Response to Bryson Brandon
The question whether capital punishment is an effective deterrent to murder is a bit complicated and it has evoked a lot of debate. In the case of Gregg vs. Georgia which occurred in the year 1976 in a supreme court in the United States of America, death penalty was reinstated after it had been abolished constitutionally following another case Furman Vs Georgia in the year 1972 (Zimring,2004). Statistics show that executions done in the 50s and the 60s were able to prevent an average of about eight homicides. Similarly, numerous other studies carried out revealed that one single execution goes ahead to deter an average of between three and thirty homicide cases. Offering pardon to persons sentenced to capital punishment or exonerating them has led to increase in the number of homicide cases reported as research has shown (Wilson, 2013).
However, the research carried out has been unable to establish whether murder cases committed have been as a result of not meting capital punishment to persons who by law are accorded the death penalty (Wilson, 2013).
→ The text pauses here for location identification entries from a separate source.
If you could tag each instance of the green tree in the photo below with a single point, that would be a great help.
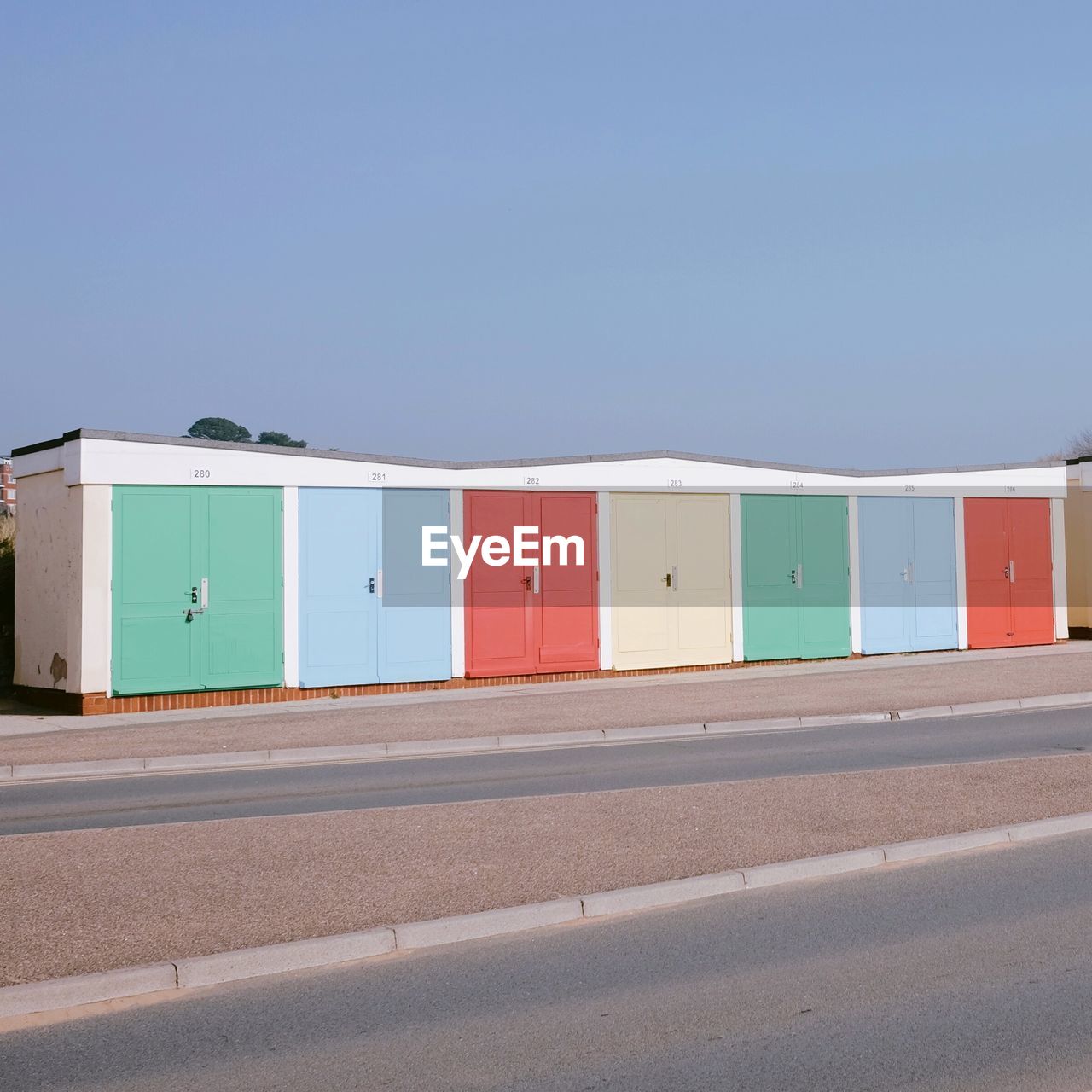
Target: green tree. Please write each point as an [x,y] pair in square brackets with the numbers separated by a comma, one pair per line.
[281,440]
[218,428]
[1080,444]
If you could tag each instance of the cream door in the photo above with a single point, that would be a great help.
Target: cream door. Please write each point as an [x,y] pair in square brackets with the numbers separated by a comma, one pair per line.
[701,591]
[670,589]
[640,555]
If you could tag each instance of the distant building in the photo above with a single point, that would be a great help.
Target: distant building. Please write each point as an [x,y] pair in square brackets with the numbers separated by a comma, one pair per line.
[7,487]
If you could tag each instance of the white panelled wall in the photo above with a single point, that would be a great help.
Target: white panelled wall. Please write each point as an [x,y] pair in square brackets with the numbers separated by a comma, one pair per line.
[63,597]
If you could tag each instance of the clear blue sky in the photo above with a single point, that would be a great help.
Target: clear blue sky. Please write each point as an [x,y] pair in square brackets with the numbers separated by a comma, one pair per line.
[847,234]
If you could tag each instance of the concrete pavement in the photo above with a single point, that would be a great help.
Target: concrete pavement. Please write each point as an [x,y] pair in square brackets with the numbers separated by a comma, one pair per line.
[92,900]
[878,981]
[810,689]
[132,800]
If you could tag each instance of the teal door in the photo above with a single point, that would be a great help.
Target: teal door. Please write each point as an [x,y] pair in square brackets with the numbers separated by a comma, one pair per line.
[823,577]
[770,538]
[197,589]
[796,577]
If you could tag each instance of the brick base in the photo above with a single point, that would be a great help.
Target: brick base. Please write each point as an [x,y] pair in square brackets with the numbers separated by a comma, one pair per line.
[90,703]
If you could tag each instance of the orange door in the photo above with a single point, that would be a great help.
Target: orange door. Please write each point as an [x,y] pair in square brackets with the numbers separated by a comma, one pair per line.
[523,620]
[1009,572]
[1032,572]
[500,638]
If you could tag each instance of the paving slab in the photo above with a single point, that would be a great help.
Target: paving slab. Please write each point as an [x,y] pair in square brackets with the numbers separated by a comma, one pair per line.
[842,688]
[90,901]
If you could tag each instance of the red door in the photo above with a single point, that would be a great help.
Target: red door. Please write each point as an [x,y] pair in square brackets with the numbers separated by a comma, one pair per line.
[523,623]
[1032,576]
[1009,572]
[498,601]
[566,607]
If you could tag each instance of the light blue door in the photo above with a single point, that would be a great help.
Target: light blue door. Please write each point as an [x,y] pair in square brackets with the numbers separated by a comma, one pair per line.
[932,577]
[339,605]
[415,607]
[908,573]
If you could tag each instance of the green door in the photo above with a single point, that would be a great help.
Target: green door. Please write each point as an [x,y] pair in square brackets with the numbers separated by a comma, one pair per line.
[823,585]
[156,556]
[197,589]
[771,608]
[796,577]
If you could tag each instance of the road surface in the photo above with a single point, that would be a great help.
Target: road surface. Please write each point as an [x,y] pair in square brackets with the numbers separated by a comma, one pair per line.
[970,973]
[132,800]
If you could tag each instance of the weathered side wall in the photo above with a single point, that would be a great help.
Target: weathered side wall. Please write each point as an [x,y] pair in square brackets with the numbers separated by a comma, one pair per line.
[47,582]
[1079,555]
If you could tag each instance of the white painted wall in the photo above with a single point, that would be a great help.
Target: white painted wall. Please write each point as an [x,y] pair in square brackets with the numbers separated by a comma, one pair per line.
[1078,539]
[90,461]
[47,582]
[90,617]
[735,574]
[961,623]
[603,553]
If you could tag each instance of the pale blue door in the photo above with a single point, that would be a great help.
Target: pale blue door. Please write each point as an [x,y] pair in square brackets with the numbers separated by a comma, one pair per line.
[415,607]
[339,605]
[908,573]
[932,577]
[886,532]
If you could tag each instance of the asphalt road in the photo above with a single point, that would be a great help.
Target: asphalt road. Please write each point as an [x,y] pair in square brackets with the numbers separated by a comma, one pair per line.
[133,800]
[970,973]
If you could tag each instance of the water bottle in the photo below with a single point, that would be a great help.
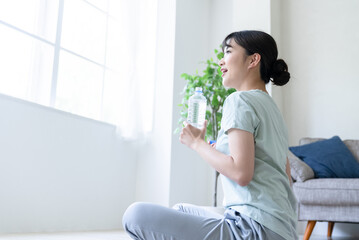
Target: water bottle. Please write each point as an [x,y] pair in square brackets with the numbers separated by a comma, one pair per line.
[197,105]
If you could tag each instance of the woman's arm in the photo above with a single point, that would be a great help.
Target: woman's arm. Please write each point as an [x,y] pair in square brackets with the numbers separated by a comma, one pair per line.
[238,166]
[288,172]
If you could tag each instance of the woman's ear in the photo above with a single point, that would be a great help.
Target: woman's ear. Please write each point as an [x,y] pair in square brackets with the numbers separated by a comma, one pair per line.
[254,60]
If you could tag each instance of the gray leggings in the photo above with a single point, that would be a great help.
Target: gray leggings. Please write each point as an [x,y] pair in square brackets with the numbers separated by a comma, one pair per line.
[188,222]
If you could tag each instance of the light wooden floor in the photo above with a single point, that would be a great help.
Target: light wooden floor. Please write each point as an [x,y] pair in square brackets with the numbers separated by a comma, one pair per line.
[106,235]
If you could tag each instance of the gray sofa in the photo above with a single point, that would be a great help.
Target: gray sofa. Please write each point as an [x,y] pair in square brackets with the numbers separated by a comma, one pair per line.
[324,199]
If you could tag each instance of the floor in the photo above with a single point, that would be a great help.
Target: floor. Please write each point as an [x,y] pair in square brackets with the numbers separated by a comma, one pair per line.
[105,235]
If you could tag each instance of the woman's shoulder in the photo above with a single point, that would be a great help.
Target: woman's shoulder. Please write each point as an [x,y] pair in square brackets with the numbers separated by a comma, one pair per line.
[245,96]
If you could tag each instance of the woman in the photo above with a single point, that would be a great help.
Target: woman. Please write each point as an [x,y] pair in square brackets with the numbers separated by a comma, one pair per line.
[250,155]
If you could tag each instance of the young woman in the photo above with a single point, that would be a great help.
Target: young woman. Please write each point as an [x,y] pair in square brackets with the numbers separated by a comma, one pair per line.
[250,155]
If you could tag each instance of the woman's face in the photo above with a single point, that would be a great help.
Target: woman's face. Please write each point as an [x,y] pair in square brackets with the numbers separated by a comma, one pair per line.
[234,65]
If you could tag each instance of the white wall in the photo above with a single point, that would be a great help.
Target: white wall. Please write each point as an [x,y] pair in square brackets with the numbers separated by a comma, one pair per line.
[61,172]
[319,40]
[189,174]
[320,43]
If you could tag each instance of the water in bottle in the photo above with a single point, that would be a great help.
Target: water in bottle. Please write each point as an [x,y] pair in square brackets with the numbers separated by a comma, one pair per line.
[197,105]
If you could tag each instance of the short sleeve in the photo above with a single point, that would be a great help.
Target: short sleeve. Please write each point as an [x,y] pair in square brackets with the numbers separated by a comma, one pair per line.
[237,113]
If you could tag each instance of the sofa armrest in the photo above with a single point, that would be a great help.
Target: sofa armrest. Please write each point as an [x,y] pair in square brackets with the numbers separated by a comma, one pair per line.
[299,170]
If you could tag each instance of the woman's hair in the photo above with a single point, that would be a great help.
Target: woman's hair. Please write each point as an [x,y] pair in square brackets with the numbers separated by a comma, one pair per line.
[271,68]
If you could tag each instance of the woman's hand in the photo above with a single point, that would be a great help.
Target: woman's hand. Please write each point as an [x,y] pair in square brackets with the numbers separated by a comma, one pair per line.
[190,135]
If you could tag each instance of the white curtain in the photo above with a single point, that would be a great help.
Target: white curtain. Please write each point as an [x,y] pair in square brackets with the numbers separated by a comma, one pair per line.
[130,90]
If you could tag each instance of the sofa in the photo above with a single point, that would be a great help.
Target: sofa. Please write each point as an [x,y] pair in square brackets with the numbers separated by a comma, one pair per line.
[324,199]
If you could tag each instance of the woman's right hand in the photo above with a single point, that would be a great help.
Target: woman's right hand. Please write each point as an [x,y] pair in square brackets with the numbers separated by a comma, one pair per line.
[190,135]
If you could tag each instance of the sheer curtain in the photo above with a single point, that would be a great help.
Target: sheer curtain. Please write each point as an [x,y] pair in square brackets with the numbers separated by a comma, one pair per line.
[94,58]
[137,47]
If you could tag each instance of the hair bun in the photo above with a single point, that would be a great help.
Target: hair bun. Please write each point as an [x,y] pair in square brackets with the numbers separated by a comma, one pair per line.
[280,75]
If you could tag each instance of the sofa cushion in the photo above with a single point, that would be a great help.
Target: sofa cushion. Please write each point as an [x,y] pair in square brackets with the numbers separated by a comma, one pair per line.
[327,191]
[328,158]
[299,170]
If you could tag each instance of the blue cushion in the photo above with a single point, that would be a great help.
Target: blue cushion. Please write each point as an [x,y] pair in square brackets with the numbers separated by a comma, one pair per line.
[328,158]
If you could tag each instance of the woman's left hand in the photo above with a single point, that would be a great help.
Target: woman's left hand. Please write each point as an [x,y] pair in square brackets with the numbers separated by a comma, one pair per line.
[190,135]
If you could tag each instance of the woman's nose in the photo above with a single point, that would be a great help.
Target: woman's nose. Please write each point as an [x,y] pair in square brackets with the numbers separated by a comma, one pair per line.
[221,62]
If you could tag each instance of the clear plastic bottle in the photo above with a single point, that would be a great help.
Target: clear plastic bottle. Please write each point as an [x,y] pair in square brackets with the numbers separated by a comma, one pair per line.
[197,105]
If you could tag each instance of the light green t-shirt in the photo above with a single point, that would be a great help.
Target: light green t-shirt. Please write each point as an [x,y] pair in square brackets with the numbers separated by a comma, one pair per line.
[268,198]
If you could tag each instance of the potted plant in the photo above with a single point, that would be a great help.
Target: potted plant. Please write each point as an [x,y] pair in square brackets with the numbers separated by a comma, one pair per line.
[215,93]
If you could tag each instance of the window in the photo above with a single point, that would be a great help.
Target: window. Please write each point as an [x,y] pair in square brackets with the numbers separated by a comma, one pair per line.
[87,57]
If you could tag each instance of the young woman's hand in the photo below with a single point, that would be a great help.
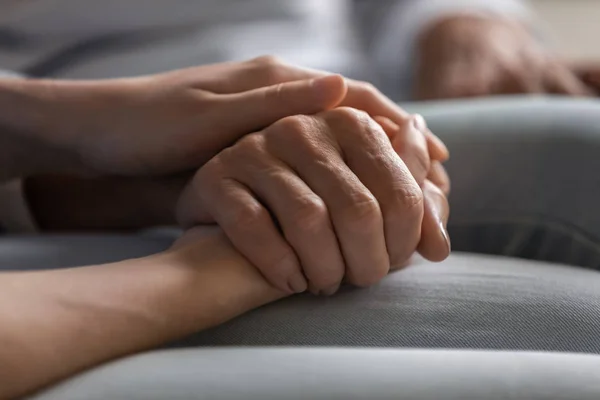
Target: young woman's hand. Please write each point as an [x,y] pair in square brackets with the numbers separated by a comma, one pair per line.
[315,200]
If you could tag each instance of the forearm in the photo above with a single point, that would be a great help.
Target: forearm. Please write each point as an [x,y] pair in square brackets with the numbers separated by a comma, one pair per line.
[29,139]
[54,324]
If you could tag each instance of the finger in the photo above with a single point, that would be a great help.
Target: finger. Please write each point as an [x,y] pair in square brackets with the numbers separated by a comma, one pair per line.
[589,74]
[302,216]
[247,224]
[309,148]
[238,114]
[439,177]
[410,144]
[370,155]
[435,147]
[435,242]
[561,81]
[268,70]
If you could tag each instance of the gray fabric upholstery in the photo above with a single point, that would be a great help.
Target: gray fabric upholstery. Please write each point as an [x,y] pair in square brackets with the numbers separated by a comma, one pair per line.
[344,374]
[521,186]
[524,176]
[470,302]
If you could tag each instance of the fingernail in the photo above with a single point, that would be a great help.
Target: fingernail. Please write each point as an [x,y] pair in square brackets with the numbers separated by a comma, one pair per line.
[298,283]
[446,236]
[441,147]
[330,290]
[419,122]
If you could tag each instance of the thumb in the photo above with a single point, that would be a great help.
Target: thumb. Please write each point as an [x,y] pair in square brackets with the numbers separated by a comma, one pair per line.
[246,112]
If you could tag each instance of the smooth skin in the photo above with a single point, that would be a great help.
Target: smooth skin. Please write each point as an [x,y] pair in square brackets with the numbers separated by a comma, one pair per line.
[175,122]
[328,195]
[472,55]
[54,324]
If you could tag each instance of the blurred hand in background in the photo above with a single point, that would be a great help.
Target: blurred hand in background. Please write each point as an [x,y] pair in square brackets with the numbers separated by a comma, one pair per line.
[469,55]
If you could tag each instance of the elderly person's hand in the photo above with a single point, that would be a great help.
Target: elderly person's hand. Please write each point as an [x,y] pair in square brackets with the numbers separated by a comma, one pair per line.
[468,55]
[173,122]
[315,200]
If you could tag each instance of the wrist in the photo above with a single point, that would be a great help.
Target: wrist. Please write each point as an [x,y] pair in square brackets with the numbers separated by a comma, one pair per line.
[212,271]
[31,140]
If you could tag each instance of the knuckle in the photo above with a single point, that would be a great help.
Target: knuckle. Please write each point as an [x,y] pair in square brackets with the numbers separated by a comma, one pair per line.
[368,277]
[267,60]
[293,126]
[407,197]
[249,143]
[310,216]
[270,68]
[353,121]
[246,219]
[362,216]
[367,88]
[349,115]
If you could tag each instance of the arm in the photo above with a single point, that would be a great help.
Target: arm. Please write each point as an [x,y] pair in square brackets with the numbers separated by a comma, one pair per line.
[30,140]
[54,324]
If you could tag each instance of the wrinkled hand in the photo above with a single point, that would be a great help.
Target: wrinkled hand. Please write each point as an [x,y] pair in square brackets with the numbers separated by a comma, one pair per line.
[466,56]
[313,200]
[177,121]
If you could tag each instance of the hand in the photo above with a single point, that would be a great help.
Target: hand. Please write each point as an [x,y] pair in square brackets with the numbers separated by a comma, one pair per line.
[177,121]
[589,73]
[466,56]
[327,192]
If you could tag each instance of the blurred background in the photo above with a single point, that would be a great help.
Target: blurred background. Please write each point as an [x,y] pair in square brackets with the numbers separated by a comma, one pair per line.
[573,24]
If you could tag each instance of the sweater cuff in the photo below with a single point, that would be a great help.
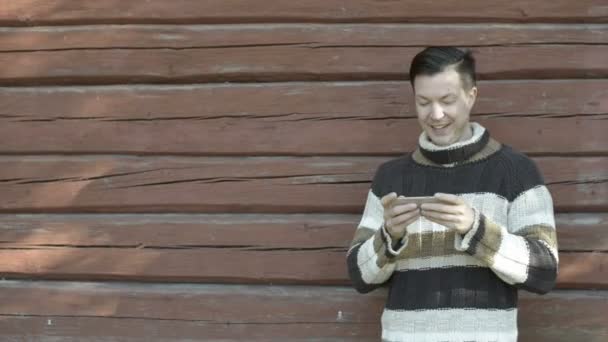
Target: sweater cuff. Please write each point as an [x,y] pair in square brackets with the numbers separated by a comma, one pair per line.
[463,242]
[393,248]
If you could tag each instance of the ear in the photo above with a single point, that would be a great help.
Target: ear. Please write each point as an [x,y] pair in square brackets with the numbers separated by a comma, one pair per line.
[472,96]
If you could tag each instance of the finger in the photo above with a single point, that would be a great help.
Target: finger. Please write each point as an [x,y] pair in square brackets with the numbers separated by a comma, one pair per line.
[448,225]
[449,198]
[400,209]
[441,216]
[442,208]
[399,220]
[387,199]
[412,220]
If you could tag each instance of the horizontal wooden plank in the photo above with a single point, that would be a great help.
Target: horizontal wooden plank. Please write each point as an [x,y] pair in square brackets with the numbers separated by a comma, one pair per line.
[576,232]
[126,329]
[229,248]
[233,264]
[289,118]
[56,12]
[311,35]
[285,63]
[133,312]
[212,184]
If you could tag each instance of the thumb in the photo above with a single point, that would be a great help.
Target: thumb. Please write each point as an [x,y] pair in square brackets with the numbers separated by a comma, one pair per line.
[387,199]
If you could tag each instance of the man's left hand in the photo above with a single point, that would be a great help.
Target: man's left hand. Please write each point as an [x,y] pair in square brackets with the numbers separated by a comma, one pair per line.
[453,212]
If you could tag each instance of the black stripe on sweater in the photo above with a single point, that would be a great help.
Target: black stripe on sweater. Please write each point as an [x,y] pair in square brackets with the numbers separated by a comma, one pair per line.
[455,287]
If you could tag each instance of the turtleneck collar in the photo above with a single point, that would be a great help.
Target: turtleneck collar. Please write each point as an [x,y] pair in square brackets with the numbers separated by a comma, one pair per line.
[455,153]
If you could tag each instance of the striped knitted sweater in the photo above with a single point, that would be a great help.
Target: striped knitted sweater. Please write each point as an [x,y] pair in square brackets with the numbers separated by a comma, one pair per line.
[444,286]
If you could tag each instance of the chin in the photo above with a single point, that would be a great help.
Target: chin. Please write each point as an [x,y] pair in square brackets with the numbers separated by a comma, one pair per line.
[442,140]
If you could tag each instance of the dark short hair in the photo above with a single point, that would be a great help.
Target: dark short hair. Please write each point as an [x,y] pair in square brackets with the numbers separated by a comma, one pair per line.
[436,59]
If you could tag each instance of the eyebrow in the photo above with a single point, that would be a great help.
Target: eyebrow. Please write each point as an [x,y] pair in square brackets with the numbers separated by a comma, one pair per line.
[441,98]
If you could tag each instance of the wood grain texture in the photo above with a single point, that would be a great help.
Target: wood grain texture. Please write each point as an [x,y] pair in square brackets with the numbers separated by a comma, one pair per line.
[133,312]
[289,118]
[285,63]
[296,249]
[231,185]
[312,35]
[57,12]
[576,232]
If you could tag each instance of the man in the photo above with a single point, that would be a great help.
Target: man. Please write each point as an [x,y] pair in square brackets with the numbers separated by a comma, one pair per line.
[454,267]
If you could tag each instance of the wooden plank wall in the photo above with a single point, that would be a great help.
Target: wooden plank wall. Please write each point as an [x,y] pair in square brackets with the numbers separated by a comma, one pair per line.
[194,170]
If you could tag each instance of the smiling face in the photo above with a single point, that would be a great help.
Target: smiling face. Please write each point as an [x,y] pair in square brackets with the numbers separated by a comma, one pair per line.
[443,106]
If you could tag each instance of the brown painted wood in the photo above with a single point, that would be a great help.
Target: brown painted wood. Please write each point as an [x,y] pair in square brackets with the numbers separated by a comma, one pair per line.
[284,134]
[576,232]
[54,12]
[101,329]
[295,119]
[586,232]
[260,312]
[232,185]
[228,264]
[252,248]
[285,63]
[304,35]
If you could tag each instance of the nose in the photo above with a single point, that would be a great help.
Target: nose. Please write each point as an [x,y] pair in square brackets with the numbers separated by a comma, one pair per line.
[436,112]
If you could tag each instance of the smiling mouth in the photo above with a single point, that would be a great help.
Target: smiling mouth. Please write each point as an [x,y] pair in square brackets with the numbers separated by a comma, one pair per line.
[439,126]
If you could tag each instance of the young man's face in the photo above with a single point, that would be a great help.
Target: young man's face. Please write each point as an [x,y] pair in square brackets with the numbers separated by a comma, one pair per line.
[443,106]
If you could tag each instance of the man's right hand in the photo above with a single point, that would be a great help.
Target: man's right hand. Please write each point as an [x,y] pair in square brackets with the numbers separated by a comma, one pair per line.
[398,217]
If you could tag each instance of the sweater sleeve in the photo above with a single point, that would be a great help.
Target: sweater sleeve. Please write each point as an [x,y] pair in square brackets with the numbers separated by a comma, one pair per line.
[372,253]
[524,253]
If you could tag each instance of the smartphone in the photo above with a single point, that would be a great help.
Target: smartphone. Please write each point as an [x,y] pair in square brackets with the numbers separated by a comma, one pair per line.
[418,200]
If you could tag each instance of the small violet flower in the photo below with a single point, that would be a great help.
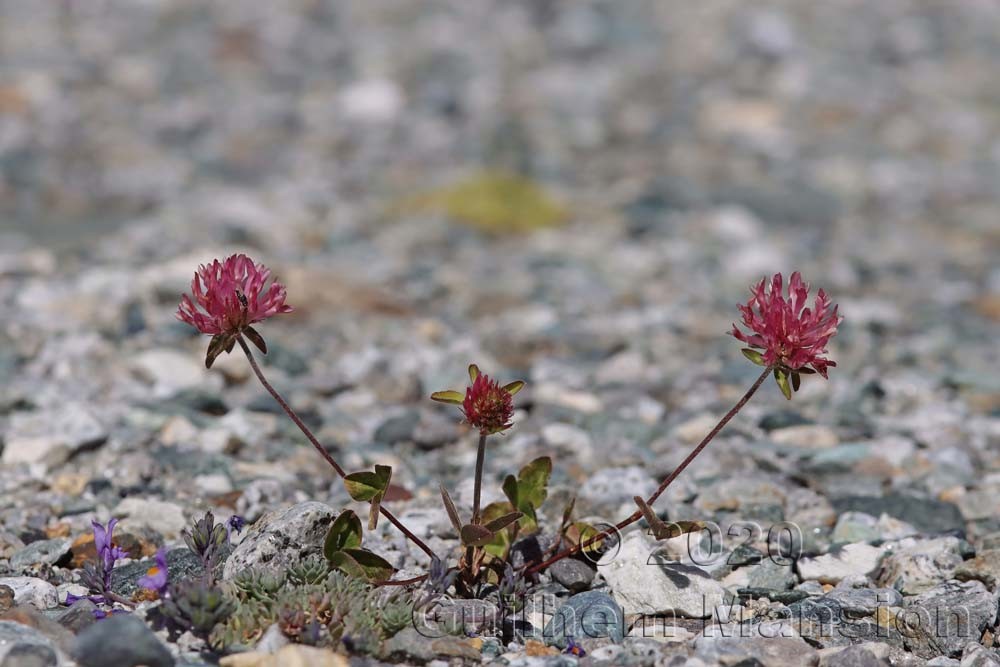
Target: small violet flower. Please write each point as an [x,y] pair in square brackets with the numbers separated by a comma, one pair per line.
[792,336]
[572,648]
[235,524]
[107,552]
[155,578]
[486,405]
[229,296]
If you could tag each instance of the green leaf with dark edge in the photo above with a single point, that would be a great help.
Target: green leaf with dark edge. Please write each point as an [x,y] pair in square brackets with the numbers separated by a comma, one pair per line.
[500,544]
[502,522]
[345,533]
[514,387]
[453,397]
[474,535]
[255,338]
[216,346]
[656,525]
[363,564]
[452,511]
[533,481]
[581,531]
[366,485]
[782,379]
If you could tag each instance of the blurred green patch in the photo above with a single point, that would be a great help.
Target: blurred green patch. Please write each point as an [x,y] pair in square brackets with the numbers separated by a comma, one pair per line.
[495,202]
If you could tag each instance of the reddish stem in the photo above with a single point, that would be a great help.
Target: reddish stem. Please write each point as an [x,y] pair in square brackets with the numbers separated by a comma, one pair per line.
[319,447]
[635,516]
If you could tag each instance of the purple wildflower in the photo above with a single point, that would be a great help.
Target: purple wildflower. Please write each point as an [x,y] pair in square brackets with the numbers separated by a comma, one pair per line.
[107,552]
[156,576]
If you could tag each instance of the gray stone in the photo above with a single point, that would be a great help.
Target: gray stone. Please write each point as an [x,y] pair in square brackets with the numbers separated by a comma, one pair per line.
[79,616]
[18,640]
[844,561]
[585,616]
[42,552]
[31,590]
[985,567]
[51,435]
[864,601]
[166,518]
[913,566]
[574,574]
[944,619]
[768,643]
[644,582]
[121,640]
[282,538]
[926,514]
[977,655]
[853,656]
[30,655]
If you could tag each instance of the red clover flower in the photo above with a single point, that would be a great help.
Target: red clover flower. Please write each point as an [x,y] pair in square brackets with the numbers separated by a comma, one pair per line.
[230,296]
[486,405]
[792,336]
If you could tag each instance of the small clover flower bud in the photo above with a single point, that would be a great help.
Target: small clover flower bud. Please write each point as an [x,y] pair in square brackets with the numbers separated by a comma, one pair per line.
[486,405]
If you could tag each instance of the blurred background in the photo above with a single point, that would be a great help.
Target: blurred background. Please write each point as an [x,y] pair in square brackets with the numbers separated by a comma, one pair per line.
[577,192]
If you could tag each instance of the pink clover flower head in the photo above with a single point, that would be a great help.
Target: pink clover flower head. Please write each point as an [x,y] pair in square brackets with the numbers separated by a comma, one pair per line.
[228,297]
[486,405]
[792,337]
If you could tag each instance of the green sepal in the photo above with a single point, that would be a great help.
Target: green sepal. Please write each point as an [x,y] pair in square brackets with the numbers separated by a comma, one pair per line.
[502,538]
[514,387]
[475,535]
[220,343]
[581,531]
[781,377]
[451,396]
[255,338]
[502,522]
[363,564]
[344,533]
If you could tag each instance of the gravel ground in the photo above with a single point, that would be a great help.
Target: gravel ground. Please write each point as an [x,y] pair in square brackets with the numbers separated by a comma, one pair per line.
[668,154]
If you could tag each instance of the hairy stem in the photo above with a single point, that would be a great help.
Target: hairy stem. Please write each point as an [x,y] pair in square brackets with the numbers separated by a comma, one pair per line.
[478,489]
[635,516]
[319,447]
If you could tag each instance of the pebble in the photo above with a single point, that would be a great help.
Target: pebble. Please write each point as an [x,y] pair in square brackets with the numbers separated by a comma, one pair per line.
[643,583]
[944,619]
[20,643]
[574,574]
[120,640]
[850,559]
[282,538]
[587,615]
[31,590]
[164,517]
[42,552]
[51,435]
[914,565]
An overestimation has been done both in the number of homicides deterred by issuing a threat of execution and also on the number of lives saved by issuing a death penalty. All the same it has been established that a certain significant level, capital punishment has been able to deter homicide cases (Zimring, 2004).
Response to James Kingford
Research done to try to justify that capital punishment is an effective way of preventing or reducing homicide cases has been met by contrasting evidence (Wilson,2013). From the year 1996, studies carried out have established that capital punishment has been able to deter the number of possible homicides from a number of between three to thirty cases (Zimring, 2004). This research has been criticized on the bases that this number which has been quoted is inclusive of those homicide cases which are not even linked to capital punishment. In my opinion, issuing capital punishment is only meant to pose a scare to an individual from committing the crime and the rare cases in which the capital punishment is executed in most cases rarely serves as means of deterring possible cases of homicide (Wilson, 2013).
Some researchers have argued that, if the capital punishment can be put into reality immediately the sentence is pronounced and not after almost twenty years as in most cases, then maybe it can act as a deterrent to murder cases for a fact.Further, if my opinion counts, the argument that death penalty can serve to reduce homicide cases is irrelevant. This is because capital punishment does not in any case mean capital deterrence (Zimring, 2004). I can base my argument on the fact that capital punishment is levied to a person or individual who contrary to the law ended the life of another person. It narrows down to the fact that if this person is executed, then he is not in any position to commit another homicide and still there are numerous cases of homicide reported thereafter, thus it by no means acts as a deterrent (Wilson,2013).
References
Wilson, R. (2013). Capital punishment. Boston: Houghton Mifflin Harcourt.
Zimring, F. E. (2004). The Contradictions of American Capital Punishment. New York: Oxford University Press.